This blog addresses all things related to the safe handling of data and information. It is not for the faint of heart. Draw nigh all ye searchers. Learn and teach.
Search This Blog
Monday, February 7, 2011
Data, Governance and Data Governance
I am about to shed some light, however feeble, on the subject. Allow me to start by admitting that I am a person who likes to do the analysis necessary to solve a problem. Though my patience is improving with practice, those who know me will back me up when I say that I want to solve a problem ONCE.

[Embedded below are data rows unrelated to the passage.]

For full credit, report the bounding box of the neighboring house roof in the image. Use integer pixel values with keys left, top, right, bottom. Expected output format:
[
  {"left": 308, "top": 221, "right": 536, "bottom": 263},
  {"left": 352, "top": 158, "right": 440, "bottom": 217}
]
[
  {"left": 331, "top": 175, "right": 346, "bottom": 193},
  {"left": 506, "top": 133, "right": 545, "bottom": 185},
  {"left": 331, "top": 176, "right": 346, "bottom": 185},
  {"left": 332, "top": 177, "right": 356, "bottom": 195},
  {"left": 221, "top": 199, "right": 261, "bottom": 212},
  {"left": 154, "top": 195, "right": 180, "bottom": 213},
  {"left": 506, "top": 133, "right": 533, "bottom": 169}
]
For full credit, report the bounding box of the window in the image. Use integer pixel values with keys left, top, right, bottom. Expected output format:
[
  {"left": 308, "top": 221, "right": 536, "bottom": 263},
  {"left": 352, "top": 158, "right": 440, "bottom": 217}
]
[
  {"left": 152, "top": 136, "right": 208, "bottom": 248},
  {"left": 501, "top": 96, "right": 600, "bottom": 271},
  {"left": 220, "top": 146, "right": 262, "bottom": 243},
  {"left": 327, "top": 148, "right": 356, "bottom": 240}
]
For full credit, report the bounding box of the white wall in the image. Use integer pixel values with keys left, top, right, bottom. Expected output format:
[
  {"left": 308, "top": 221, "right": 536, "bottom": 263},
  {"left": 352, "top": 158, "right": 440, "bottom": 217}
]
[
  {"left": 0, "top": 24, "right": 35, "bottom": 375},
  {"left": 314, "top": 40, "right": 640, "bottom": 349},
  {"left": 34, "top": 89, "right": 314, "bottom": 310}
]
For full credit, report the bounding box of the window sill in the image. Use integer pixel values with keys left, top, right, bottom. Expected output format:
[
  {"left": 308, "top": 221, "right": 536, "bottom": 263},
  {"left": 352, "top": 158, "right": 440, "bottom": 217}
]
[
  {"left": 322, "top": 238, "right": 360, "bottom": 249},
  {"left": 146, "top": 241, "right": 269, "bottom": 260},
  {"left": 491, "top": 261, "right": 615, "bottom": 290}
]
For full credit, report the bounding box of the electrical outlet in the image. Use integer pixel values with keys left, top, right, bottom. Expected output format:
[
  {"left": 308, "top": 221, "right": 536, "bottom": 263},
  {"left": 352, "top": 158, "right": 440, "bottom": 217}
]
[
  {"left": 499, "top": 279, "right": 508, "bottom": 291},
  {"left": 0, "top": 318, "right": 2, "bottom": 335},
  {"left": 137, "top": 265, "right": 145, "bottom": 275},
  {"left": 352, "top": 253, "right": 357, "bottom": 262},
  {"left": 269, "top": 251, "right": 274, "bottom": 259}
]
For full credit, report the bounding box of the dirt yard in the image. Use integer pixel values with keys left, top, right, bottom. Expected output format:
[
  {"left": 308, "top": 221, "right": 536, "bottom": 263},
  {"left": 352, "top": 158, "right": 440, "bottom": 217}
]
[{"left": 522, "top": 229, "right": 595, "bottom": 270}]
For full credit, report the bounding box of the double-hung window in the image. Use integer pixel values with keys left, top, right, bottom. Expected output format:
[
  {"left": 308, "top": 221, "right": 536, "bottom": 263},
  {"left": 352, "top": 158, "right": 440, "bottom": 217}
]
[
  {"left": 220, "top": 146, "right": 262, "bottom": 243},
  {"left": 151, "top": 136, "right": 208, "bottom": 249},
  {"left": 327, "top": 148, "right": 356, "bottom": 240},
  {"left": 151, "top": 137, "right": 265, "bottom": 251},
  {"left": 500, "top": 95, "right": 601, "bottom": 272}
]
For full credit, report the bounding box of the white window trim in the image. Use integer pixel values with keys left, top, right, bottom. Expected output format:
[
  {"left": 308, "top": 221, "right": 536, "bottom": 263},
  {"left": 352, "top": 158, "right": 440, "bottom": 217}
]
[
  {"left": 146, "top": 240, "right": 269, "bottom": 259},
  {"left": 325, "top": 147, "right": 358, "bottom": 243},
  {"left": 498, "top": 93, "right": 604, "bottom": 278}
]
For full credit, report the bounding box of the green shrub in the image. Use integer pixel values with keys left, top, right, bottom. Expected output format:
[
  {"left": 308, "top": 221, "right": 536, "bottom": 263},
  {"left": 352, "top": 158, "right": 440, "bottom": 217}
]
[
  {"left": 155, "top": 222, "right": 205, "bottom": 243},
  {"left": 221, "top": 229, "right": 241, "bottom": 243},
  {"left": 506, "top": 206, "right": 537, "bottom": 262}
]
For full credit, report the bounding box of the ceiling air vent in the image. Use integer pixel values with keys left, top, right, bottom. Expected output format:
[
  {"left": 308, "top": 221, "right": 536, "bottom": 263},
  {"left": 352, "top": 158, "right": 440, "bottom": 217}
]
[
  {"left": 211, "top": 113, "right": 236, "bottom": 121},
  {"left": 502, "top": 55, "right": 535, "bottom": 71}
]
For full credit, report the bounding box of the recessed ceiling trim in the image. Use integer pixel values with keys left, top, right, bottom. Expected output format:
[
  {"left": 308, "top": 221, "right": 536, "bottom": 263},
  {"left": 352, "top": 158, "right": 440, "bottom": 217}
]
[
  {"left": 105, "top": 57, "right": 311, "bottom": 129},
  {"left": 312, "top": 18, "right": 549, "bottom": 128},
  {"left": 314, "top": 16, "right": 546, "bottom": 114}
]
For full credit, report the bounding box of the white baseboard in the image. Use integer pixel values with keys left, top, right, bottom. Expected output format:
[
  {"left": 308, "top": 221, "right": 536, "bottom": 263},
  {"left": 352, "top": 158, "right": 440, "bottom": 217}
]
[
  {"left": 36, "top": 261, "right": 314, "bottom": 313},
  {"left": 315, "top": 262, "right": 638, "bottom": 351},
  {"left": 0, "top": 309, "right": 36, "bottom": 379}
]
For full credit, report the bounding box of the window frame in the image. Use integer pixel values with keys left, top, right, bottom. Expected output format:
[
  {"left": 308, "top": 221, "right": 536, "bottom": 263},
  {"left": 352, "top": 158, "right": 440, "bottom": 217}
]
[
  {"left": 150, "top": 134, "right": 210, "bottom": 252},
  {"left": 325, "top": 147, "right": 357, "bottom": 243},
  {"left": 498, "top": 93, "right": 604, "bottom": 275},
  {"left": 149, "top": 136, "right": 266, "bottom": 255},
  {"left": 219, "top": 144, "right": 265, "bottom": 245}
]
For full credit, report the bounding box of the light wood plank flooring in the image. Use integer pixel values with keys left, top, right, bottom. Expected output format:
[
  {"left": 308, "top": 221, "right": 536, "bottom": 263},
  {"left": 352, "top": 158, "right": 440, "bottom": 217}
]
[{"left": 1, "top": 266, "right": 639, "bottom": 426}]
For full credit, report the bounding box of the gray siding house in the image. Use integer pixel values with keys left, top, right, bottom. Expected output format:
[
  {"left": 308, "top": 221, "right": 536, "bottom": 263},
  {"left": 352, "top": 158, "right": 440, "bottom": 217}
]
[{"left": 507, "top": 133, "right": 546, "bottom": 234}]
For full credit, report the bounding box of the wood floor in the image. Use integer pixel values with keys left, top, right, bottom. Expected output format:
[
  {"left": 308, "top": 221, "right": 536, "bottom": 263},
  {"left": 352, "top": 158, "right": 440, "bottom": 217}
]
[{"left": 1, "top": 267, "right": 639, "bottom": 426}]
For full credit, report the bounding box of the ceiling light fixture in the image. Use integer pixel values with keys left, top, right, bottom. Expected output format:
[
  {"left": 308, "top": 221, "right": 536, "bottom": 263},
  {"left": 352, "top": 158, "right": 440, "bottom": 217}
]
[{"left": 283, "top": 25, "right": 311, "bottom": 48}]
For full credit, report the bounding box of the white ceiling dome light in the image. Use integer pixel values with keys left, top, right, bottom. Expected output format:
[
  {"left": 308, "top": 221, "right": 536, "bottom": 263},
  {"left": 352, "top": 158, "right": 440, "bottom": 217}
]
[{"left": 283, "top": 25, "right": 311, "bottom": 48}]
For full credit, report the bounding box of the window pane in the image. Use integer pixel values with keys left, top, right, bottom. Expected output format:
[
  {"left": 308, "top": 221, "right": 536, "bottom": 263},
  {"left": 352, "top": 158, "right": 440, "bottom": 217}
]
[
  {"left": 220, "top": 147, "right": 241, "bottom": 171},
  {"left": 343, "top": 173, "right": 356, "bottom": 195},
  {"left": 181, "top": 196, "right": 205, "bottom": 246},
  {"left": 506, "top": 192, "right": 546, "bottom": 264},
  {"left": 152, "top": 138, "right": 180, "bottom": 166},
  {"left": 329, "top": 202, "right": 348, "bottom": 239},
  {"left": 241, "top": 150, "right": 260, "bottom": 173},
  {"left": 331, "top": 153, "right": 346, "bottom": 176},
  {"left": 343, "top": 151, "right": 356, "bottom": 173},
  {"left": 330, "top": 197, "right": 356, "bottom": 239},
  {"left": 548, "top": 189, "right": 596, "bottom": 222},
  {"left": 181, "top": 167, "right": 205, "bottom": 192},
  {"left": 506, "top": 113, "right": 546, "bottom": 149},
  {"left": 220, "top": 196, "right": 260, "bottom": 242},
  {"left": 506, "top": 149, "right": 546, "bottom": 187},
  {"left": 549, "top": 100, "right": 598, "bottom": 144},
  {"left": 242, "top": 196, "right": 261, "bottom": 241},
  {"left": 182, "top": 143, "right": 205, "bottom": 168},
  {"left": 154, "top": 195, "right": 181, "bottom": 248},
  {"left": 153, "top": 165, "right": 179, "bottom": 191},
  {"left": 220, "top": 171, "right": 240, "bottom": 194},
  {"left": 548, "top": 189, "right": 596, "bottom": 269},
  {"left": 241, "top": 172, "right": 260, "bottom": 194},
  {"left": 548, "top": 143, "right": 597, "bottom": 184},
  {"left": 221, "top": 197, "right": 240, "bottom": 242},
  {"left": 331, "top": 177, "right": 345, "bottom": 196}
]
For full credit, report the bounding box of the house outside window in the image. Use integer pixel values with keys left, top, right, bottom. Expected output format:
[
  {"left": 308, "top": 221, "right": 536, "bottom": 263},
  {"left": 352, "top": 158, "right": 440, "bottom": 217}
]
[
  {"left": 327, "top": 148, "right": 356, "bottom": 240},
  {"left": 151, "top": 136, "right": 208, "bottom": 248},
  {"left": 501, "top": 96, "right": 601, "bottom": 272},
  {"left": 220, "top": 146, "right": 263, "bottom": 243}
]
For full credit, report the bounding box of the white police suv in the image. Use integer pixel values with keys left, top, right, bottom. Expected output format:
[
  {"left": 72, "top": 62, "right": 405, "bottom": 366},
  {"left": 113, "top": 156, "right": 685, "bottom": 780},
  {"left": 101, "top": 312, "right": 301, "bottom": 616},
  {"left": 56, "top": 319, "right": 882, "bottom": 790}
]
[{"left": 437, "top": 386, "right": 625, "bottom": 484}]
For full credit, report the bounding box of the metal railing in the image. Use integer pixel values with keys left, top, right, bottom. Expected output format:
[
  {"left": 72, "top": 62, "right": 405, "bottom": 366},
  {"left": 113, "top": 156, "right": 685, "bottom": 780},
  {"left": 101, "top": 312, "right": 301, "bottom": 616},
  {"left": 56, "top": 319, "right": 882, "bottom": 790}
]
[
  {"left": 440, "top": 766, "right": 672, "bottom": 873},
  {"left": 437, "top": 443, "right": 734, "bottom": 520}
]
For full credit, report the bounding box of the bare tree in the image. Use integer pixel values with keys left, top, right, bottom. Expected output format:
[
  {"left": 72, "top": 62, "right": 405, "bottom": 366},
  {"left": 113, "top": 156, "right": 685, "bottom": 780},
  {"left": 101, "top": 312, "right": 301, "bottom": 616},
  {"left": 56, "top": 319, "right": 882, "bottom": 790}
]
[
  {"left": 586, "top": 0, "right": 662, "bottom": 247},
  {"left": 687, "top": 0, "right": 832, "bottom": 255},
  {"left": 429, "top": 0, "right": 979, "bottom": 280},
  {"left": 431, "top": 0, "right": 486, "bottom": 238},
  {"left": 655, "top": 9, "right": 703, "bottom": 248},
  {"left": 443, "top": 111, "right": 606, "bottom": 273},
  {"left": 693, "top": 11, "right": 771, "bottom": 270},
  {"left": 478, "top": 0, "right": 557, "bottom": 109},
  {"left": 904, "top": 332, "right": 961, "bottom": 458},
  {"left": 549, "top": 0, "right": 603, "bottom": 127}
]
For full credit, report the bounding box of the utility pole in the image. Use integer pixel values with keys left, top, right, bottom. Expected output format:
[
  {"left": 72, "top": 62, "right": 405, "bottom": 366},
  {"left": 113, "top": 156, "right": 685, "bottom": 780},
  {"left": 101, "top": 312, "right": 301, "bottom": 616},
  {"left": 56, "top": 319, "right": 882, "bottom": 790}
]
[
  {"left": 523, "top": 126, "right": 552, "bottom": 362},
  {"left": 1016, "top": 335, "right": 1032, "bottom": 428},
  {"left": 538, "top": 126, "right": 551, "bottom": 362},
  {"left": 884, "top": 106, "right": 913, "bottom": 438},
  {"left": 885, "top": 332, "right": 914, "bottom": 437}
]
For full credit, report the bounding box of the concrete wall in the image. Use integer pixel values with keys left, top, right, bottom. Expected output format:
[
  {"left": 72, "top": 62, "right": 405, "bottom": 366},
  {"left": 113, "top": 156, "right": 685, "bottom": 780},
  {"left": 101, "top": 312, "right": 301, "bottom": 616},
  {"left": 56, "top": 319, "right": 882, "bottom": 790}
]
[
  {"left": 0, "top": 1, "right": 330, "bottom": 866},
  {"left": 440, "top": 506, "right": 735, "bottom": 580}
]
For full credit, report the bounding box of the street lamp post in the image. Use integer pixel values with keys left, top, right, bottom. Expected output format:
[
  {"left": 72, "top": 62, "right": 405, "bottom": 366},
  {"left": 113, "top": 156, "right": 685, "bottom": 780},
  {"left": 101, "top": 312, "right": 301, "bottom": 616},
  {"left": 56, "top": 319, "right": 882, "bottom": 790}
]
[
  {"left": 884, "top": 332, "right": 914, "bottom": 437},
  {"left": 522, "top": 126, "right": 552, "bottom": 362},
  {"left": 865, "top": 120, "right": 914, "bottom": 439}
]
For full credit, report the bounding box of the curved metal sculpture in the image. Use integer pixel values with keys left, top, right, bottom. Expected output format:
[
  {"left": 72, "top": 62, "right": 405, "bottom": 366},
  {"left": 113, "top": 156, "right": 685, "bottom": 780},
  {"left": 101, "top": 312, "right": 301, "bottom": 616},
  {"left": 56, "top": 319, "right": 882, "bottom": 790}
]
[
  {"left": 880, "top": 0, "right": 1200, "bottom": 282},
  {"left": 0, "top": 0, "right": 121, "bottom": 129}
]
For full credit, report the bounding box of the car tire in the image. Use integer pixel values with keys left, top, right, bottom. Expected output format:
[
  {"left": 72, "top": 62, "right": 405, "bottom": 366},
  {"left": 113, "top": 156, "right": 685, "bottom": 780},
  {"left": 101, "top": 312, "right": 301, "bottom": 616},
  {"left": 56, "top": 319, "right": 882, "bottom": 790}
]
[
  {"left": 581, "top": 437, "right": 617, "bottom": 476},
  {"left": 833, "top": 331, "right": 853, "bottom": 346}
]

Previous posts here have explained the abstract nature of data and all that implies in terms of getting people on board when it comes to doing something about quality. People will listen to or read a horror story about some preventable data issue that cost Company ABC $umpteen million. They will nod sagely and say something like, "They should have seen that coming." They are simply unable to see that their own company is engaged in the exact same practices and completely at risk for the $umpteen million.
Friends, it isn't just our favorite whipping boys, Management. There is no more recognition within IT than there is in the boardroom. Our boxes and wires friends think of data in terms of DASD and Raid configurations or bandwidth and throughput. Our developer pals don't really think of data at all except as the fuel that activates their code. Architects appear to be concerned with the storage and throughput views overlaid with an access management filter. They seem more concerned with making developers and DBAs happy than with the quality of the asset.
Enter Data Governance, which in most instances wants to be about definitions, rules and "enforcement." Often Data Governance tries to heap another thick layer, called meta data, on top of all the data that is already being mismanaged in the organization. It's often the case that Data Governance fails to practice what they preach.
Here's the revelation: Data Governance isn't about data. Data Governance is about process. It is the means to the Data Quality end. I have already said that Data Governance is that part of corporate governance that is dedicated to stewarding the corporation's data asset. It is exactly analogous to the role of Finance/Accounting with respect to the capital asset. Unfortunately, Finance has two things going for it that Data Governance doesn't have: GAAP and audits.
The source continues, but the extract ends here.